劉表若有所思:「那看來我們不用派兵去江夏了。」

蔡氏道:「既然不需派兵去江夏,正可抽兵襲擊許昌。」

劉表搖頭道:「曹操善於用兵,雖然主力北征烏桓,但許昌是國都,守衛兵力一定也是精銳,倉促之間哪能攻下?如果我們頓兵于堅城之下,徒勞無功,不但得不到任何好處,反而讓曹操惱怒,找到借口來進攻我們了。」

蒯越道:「主公說得是。
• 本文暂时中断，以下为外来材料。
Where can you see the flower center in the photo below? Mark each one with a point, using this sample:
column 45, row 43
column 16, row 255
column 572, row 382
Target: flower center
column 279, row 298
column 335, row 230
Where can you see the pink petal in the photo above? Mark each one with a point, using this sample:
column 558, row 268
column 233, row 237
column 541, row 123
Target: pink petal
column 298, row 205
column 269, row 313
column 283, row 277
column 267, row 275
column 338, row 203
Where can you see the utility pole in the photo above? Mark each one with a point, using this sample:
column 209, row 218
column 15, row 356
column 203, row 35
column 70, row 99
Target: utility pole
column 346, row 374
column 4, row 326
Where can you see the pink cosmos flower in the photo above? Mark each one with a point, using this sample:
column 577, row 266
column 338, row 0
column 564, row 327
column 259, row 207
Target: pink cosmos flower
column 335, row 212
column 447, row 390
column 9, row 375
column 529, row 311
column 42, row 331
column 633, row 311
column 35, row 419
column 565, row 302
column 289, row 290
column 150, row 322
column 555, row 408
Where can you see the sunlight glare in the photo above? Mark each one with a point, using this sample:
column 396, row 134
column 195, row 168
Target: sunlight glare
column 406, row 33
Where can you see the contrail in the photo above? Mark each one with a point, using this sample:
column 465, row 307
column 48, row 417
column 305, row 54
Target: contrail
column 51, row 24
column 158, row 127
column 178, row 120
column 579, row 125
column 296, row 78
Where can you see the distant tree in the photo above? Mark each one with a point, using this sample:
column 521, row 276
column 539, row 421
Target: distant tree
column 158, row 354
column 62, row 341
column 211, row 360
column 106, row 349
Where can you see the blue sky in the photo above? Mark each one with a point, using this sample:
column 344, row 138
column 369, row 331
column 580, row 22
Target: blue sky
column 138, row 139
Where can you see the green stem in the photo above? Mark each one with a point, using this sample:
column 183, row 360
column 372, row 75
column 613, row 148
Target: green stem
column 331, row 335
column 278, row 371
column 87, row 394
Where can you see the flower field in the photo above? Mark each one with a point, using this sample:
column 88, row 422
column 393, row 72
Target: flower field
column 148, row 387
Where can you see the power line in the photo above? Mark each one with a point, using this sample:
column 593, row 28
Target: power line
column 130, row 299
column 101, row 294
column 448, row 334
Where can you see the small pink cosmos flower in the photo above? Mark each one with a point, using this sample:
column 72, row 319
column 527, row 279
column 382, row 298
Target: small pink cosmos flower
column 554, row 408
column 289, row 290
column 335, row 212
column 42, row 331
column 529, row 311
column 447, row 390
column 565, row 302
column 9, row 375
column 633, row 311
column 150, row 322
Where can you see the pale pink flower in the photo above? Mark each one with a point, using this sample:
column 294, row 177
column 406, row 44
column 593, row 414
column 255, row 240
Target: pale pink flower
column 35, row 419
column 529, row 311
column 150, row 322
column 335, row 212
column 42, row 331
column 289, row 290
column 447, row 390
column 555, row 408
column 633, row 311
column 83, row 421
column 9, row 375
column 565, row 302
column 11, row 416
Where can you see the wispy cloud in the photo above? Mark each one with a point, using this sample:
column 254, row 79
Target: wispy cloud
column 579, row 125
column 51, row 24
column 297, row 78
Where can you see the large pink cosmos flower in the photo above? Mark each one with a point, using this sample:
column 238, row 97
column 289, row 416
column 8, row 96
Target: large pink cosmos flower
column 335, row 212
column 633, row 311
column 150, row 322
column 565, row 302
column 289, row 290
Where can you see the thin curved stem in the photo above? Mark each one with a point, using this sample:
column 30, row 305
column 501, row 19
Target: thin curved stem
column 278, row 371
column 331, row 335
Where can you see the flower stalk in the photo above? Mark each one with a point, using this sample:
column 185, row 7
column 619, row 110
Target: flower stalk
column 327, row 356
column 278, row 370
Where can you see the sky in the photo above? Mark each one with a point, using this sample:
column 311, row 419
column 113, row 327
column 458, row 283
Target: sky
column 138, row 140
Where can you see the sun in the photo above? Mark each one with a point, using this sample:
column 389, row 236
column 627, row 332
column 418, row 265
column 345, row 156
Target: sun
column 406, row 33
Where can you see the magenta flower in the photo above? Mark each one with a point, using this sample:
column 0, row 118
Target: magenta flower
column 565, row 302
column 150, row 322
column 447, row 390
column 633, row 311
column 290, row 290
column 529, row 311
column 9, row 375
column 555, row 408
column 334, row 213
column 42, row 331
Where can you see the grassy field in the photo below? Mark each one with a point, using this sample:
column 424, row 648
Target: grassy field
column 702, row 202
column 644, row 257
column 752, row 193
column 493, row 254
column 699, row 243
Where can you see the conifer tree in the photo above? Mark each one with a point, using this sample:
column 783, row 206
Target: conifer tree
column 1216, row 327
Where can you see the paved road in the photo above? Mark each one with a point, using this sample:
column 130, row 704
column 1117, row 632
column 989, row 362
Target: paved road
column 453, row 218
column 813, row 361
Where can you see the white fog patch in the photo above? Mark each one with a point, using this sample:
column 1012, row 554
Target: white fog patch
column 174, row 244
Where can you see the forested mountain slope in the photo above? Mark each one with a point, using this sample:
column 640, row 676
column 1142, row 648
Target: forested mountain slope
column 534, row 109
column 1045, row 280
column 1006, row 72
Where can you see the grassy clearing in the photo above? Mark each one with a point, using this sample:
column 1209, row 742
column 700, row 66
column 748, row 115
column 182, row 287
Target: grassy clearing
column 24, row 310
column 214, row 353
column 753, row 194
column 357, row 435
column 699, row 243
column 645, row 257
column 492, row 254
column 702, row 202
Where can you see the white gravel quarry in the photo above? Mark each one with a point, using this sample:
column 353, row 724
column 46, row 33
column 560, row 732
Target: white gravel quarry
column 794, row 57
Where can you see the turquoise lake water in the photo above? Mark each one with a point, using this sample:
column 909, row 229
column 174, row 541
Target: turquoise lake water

曹操勢大,我們只有和他結好,怎可攻伐?況且如今天子就駐嘩許昌,我們進攻許昌,還有犯上作亂的嫌疑呢。」

蔡氏有點生氣:「難道你對曹操曲意承歡,他就不會進攻荊州了?他野心勃勃,早想統一天下,廢漢室而代之,哪會理會你這般苦心。」她的話音中頗帶譏諷。

蒯越很尷尬。劉表強笑了一下:「夫人,這些軍國大事,你就不要操心了。」

蔡氏還想再說,這時劉備回來了,臉頰帶著淚痕。劉表有些奇怪,問道:「賢弟怎麼了?為何如此傷心?」蔡氏心頭也坪坪直跳,她發現這個英武的中年男子滿面淚痕的樣子很讓人生憐。都是男人,為何差別如此之大。她轉臉望了望劉表臉上赫然的壽斑,不由得嘆了口氣。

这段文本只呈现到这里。